L’Institut National de la Statistique (INS) a initié, jeudi dernier,  une réunion de travail avec l’Association des Chefs Traditionnels du Niger (ACTN). Le Directeur Général de l’INS, M. Alichina Idrissa Kourgueni et son staff ont eu une rencontre conviviale avec les honorables chefs traditionnels  au siège de l’ACTN.

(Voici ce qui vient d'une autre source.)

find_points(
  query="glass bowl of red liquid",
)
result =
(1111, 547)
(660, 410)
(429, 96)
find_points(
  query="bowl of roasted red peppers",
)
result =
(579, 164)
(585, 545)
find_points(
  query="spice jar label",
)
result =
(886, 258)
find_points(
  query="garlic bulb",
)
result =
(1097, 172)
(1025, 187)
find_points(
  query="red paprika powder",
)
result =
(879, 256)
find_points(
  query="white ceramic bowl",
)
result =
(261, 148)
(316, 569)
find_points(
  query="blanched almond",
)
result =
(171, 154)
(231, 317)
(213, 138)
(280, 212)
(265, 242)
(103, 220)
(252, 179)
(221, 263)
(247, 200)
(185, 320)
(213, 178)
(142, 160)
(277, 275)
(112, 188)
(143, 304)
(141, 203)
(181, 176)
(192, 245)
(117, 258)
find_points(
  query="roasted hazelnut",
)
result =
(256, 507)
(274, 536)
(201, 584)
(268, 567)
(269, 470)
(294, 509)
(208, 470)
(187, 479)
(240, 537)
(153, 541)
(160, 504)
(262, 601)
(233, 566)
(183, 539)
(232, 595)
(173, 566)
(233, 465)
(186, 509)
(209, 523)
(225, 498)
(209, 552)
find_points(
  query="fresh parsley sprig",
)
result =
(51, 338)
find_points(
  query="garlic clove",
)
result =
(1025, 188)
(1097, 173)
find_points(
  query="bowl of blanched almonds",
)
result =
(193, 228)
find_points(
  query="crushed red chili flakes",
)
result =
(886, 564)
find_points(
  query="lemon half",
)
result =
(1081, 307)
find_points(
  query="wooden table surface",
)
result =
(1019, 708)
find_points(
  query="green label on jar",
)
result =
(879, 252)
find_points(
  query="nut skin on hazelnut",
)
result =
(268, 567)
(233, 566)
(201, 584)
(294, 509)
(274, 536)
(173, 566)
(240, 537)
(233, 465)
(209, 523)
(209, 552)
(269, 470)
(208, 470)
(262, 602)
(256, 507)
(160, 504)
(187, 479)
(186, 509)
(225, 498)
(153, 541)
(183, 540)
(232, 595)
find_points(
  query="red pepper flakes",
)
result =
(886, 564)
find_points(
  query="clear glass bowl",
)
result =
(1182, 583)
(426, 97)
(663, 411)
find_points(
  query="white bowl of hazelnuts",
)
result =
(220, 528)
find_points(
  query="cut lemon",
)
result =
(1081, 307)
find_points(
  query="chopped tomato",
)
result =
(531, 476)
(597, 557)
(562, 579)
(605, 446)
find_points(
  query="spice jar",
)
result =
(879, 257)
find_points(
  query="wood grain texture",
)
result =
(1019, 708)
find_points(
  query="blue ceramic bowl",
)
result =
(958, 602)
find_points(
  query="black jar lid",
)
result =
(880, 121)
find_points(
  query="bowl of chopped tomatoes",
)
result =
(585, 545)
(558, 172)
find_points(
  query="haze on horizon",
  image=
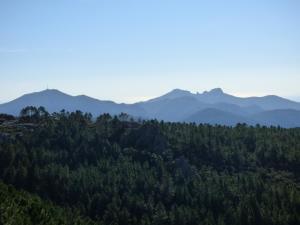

C’est rencontre n’est que la traduction de la reconduction du protocole de partenariat entre l’INS et l’ACTN pour une meilleure collecte des données statistiques par les enquêteurs de l’INS.

 Dans son intervention, le Directeur Général de l’INS a remercié le Bureau des Chefs Traditionnels pour leur collaboration à la production des statistiques de qualité dans notre pays. Il a rappelé l’attente de l’INS de l’ACTN car pour lui les Chefs traditionnels ont un rôle très important à jouer dans la mission de l’INS.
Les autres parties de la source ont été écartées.